Book Read Free

Tree Magic

Page 30

by Harriet Springbett


  “Don’t start that again, love. There’s no point.”

  Domi laid a hand on Mum’s knee. “Tell her, Jasmine. It’s time.”

  Rainbow looked at Domi in surprise. “You know who he was?”

  He nodded. His eyes glittered with tears. “He was my best friend.”

  “Was it … Michael?” Rainbow turned back to Mum. “Was Michael my dad?”

  Mum sighed. “Yes, love. I’m so sorry. I said it was better that you didn’t know.”

  Rainbow looked from Mum to Domi. Her mouth hung open. How could they sit there and just say the words like that? How could they have both known and said nothing to her? She closed her mouth and swallowed.

  “You lied to me! You said my father had died. Why didn’t you tell me the truth?”

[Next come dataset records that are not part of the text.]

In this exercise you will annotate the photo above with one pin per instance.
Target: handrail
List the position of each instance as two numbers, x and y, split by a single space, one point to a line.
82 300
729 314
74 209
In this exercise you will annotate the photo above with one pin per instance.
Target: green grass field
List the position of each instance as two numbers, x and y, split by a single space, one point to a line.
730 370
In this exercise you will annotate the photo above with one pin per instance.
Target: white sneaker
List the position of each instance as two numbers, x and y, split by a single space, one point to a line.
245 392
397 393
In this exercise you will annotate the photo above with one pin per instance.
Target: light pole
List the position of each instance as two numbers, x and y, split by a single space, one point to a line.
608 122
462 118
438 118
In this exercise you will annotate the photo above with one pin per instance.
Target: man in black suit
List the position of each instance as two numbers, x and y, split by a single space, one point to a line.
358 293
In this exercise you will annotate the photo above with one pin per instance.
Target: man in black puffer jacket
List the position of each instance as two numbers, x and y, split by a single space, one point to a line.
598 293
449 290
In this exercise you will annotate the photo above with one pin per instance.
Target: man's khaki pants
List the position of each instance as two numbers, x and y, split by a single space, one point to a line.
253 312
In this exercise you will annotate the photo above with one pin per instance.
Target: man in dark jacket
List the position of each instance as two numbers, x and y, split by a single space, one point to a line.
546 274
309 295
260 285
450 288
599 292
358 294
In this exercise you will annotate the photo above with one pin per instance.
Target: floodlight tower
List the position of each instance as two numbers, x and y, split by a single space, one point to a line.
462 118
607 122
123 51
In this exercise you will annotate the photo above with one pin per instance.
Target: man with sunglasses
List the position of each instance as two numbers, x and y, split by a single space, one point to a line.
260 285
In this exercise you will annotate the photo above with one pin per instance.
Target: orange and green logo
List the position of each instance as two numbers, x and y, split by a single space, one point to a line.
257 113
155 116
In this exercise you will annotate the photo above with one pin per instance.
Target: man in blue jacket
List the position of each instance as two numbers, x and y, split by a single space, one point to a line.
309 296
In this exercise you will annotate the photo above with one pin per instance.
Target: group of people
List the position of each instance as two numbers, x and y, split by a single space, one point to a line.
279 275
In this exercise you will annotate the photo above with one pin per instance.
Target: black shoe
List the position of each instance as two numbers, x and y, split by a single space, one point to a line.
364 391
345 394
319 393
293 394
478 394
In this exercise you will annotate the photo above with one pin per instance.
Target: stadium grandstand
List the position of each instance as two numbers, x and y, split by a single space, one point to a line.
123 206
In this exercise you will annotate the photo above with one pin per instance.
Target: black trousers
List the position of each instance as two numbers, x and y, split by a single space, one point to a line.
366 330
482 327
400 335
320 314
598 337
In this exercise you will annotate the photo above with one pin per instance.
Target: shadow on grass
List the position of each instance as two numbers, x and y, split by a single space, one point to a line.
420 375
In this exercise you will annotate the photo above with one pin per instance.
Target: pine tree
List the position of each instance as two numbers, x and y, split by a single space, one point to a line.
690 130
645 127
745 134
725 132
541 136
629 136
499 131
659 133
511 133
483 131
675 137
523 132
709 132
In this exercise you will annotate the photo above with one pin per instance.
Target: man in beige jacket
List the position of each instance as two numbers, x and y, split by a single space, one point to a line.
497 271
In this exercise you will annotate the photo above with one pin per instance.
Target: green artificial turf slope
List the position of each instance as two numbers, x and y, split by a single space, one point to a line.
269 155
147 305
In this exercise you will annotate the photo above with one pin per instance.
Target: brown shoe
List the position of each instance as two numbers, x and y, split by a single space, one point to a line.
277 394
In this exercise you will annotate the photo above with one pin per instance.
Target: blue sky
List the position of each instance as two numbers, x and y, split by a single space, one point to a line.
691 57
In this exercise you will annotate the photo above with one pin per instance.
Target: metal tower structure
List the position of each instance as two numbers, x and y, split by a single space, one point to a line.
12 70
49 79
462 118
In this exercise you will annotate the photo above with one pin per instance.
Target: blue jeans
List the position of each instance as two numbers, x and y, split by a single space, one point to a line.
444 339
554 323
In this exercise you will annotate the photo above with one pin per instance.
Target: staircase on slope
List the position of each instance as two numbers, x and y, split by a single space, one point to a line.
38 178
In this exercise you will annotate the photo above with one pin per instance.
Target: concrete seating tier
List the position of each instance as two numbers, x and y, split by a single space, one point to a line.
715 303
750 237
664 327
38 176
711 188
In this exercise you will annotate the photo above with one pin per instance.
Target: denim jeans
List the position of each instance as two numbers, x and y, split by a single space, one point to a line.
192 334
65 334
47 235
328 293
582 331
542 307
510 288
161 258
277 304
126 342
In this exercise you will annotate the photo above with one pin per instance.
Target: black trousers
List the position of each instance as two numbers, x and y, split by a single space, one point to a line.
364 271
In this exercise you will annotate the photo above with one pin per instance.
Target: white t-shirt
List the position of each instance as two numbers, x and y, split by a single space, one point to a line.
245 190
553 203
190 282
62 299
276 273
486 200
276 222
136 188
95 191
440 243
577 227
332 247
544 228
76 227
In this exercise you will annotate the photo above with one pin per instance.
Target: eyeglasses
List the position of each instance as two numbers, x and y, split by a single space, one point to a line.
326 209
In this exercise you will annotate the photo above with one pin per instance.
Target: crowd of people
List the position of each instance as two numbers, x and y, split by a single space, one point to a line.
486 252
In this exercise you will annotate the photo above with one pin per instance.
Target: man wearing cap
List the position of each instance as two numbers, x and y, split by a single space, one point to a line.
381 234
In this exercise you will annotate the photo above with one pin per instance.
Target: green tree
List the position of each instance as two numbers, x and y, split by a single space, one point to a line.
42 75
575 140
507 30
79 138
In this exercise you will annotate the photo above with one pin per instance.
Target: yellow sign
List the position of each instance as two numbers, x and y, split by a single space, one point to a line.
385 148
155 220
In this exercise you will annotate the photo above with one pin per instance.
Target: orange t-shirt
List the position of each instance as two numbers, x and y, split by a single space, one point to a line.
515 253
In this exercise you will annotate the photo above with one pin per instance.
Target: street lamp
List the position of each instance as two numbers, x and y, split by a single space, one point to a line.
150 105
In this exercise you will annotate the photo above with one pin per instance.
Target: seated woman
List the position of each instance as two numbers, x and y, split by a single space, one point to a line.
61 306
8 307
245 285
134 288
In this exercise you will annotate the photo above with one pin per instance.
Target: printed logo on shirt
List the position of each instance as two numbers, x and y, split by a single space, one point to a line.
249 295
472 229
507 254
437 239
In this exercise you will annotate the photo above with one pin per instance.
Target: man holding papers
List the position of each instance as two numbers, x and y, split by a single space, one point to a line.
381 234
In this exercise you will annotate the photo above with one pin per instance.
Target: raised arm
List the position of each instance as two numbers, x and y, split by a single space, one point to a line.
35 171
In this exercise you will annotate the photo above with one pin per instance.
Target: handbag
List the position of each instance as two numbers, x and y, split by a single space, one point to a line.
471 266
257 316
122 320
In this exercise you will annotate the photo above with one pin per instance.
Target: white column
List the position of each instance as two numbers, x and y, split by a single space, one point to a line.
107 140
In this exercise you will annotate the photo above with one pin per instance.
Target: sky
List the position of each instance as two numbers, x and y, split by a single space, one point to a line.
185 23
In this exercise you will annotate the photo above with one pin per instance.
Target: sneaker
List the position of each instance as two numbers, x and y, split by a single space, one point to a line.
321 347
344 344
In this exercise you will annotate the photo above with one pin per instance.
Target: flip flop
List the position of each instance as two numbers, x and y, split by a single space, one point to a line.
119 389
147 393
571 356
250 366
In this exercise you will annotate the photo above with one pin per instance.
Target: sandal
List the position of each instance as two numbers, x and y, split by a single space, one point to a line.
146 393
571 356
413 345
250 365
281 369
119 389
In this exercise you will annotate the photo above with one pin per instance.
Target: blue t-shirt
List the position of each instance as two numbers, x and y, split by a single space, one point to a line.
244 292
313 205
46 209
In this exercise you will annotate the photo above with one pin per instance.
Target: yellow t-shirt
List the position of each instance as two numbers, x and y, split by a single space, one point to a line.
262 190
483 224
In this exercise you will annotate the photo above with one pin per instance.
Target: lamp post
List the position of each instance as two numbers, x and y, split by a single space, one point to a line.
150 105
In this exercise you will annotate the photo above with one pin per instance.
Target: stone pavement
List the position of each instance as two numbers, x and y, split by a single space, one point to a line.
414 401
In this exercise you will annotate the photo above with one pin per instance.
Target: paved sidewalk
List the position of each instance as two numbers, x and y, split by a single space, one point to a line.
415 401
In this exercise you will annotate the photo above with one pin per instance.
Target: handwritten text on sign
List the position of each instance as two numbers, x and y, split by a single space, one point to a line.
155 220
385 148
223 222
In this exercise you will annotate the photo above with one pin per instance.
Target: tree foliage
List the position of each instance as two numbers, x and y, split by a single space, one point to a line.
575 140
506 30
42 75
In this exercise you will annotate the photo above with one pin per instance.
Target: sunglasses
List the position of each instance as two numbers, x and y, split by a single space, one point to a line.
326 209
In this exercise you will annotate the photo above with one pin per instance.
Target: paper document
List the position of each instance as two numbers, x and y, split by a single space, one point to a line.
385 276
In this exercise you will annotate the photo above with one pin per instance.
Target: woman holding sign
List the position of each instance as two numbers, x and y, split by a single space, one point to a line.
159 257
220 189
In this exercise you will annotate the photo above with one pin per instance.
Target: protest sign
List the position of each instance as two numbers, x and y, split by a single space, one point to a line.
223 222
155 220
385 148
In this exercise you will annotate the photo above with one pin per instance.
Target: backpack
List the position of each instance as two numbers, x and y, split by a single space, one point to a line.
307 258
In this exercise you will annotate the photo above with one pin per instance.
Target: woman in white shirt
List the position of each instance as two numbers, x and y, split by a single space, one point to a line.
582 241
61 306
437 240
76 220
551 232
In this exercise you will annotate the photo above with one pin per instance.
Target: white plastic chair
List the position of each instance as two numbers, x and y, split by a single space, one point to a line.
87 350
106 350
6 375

  “I always meant to tell you, love, only I never found the right time. Then, when Michael died, I thought there was no point in making things even harder for you, especially as you’d been in contact with him without knowing he was your dad.”

  “Why didn’t you tell me before he died? Why didn’t he tell me?”

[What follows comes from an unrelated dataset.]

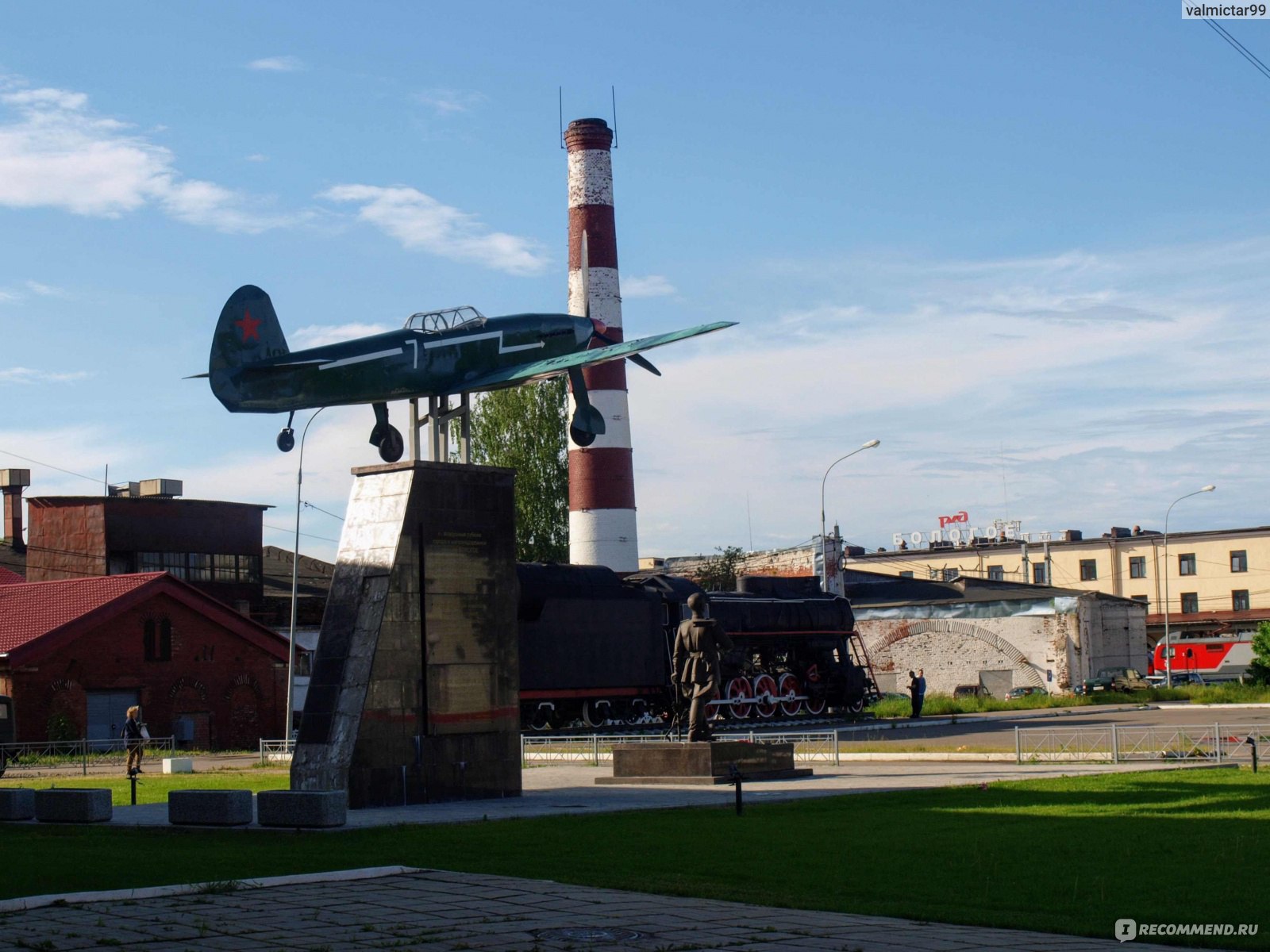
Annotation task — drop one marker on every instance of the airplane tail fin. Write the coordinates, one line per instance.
(247, 332)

  “I’m sorry, love. I had no idea he was living in the village. I only learnt he was there when I saw him in Fraser’s car. At that point I was more concerned about you than him. I didn’t know he was your friend.”

  “So how did you find out I knew him?”

  All this time she’d thought he was her secret. Her legs refused to hold her upright any longer. She collapsed onto the end of the bed.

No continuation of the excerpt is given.